While discrimination under any circumstances is wrong I question the very idea of federal funding for religious-based initiatives. It is very clear that religiously motivated institutions have an ulterior motive in doing social work. The not-so-subtle implication in all their work is that we are feeding you or nursing you or doing something for you because our religion teaches us compassion and we hope that you will appreciate it and join us. I mean, it is clearly a direct way of proselytizing people, so how can the federal government fund religiously based initiatives and still maintain that the church and state are separate?
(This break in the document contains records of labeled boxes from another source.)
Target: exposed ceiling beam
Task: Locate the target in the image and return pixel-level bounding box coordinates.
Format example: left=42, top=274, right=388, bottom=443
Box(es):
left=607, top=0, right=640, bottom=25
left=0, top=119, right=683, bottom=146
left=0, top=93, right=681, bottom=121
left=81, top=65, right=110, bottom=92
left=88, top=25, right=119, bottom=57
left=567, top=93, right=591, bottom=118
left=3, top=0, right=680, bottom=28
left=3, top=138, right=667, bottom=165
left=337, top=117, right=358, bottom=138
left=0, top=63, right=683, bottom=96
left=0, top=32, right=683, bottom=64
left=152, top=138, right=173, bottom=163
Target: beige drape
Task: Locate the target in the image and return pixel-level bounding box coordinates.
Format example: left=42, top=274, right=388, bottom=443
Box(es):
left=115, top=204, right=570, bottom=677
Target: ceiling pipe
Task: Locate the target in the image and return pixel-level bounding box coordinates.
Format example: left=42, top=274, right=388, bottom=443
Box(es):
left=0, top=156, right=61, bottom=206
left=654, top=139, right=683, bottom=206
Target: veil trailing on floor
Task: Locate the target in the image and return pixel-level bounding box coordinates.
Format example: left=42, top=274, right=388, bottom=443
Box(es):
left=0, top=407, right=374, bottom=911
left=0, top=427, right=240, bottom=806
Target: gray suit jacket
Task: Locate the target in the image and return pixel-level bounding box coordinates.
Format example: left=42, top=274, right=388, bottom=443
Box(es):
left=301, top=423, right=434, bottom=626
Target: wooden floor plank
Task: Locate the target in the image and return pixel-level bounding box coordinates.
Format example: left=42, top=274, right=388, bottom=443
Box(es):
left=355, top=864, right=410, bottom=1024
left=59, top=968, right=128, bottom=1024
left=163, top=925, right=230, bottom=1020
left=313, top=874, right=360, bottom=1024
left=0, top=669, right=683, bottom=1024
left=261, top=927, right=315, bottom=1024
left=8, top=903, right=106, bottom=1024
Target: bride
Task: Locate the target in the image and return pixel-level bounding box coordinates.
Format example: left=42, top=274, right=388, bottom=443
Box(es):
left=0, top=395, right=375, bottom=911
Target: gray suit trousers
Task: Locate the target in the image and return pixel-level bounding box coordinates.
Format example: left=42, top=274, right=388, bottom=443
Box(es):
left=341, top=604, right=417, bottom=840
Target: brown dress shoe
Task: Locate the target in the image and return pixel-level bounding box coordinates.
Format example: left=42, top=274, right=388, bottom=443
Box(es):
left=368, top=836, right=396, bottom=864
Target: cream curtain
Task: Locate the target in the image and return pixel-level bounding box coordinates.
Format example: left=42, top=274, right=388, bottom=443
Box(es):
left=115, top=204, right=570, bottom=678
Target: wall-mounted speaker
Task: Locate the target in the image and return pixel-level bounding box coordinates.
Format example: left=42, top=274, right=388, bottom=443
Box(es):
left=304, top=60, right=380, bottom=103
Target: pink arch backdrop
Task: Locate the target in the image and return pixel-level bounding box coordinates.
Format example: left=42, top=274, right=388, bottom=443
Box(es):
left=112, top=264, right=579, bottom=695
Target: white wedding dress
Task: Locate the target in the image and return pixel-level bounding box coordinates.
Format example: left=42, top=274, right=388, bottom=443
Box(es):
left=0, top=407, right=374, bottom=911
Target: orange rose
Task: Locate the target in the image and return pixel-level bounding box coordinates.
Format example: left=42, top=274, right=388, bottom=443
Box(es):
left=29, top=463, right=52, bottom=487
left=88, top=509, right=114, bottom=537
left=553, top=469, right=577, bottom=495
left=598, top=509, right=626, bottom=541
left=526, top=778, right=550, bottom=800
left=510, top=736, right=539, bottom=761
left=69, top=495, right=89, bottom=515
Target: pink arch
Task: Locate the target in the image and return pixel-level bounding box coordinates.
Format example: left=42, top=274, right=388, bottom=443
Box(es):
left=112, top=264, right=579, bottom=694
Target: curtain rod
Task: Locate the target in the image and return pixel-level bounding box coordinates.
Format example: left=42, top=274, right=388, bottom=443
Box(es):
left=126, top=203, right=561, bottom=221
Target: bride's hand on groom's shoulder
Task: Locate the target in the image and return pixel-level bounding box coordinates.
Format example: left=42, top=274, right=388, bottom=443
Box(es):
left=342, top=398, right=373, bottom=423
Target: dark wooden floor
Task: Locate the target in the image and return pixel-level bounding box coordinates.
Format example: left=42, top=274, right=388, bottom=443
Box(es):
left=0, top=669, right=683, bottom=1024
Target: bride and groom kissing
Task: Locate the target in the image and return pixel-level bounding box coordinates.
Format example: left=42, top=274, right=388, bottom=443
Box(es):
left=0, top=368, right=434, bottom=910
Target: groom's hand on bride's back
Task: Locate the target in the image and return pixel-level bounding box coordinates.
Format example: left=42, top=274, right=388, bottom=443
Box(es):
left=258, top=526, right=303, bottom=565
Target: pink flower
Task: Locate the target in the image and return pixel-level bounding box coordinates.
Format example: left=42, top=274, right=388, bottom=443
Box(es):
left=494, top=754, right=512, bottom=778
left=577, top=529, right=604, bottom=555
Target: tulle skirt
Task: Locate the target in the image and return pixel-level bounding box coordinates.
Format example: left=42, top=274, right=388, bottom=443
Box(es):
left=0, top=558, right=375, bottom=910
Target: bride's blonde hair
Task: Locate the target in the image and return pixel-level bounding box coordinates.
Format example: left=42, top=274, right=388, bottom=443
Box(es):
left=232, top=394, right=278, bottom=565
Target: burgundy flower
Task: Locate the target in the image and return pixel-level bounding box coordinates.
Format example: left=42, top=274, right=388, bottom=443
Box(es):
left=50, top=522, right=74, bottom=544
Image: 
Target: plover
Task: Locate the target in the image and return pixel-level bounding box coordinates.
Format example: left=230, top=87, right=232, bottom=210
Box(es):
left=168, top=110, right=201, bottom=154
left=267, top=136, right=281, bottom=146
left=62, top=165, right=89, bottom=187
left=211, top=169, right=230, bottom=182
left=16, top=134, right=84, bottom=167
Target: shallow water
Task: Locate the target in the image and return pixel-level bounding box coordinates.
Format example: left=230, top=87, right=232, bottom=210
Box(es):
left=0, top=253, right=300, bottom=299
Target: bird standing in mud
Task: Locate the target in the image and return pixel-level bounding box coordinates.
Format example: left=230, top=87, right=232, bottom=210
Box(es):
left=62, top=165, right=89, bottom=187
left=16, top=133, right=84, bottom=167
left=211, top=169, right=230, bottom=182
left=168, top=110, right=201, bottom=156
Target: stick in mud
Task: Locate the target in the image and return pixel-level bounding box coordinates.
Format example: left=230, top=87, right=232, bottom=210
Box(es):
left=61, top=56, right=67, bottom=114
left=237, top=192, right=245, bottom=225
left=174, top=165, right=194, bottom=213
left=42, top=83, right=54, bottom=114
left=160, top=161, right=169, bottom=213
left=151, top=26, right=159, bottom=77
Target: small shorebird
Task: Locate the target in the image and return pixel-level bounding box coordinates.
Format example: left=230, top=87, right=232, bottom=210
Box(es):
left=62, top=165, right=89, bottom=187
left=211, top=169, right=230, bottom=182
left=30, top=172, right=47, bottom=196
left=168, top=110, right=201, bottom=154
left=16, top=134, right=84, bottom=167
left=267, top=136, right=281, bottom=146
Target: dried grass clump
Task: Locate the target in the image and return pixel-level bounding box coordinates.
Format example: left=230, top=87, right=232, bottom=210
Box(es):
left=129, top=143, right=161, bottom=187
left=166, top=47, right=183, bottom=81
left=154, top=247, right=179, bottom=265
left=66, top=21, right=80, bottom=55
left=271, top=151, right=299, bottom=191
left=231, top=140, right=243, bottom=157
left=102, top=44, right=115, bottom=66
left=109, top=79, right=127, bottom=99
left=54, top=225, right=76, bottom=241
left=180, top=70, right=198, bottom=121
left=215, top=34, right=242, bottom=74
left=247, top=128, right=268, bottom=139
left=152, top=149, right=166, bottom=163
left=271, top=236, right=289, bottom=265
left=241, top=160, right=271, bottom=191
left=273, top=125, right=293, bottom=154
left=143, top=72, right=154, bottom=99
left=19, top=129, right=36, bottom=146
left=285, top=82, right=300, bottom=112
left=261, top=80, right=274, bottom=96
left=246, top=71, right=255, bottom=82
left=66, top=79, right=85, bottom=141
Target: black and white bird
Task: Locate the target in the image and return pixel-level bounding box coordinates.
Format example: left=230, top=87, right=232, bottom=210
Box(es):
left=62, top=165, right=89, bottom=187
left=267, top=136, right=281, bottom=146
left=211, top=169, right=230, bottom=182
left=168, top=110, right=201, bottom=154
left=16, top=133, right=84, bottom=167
A few years ago I met a Southern Baptist minister who spoke glowingly of how he frequently went to India as a tourist and clandestinely met with leaders of the Mizo tribe from north-east India and gave them money to rebel against the Indian Government. Assam and Mizoram, the two contiguous states in India, have long been influenced by Christian missionaries, so this gesture by the Baptist minister must be seen as a way to influence local people to accept Baptist philosophy.
This is an extreme case but I am sure the faith-based Initiatives funded by the federal government in this country serve the same narrow purpose. So, how does this ensure religious liberty? If the federal government is funding faith-based initiatives -- almost 99 percent of which are Christian of various denominations -- how can it be said that the Church and State are not linked?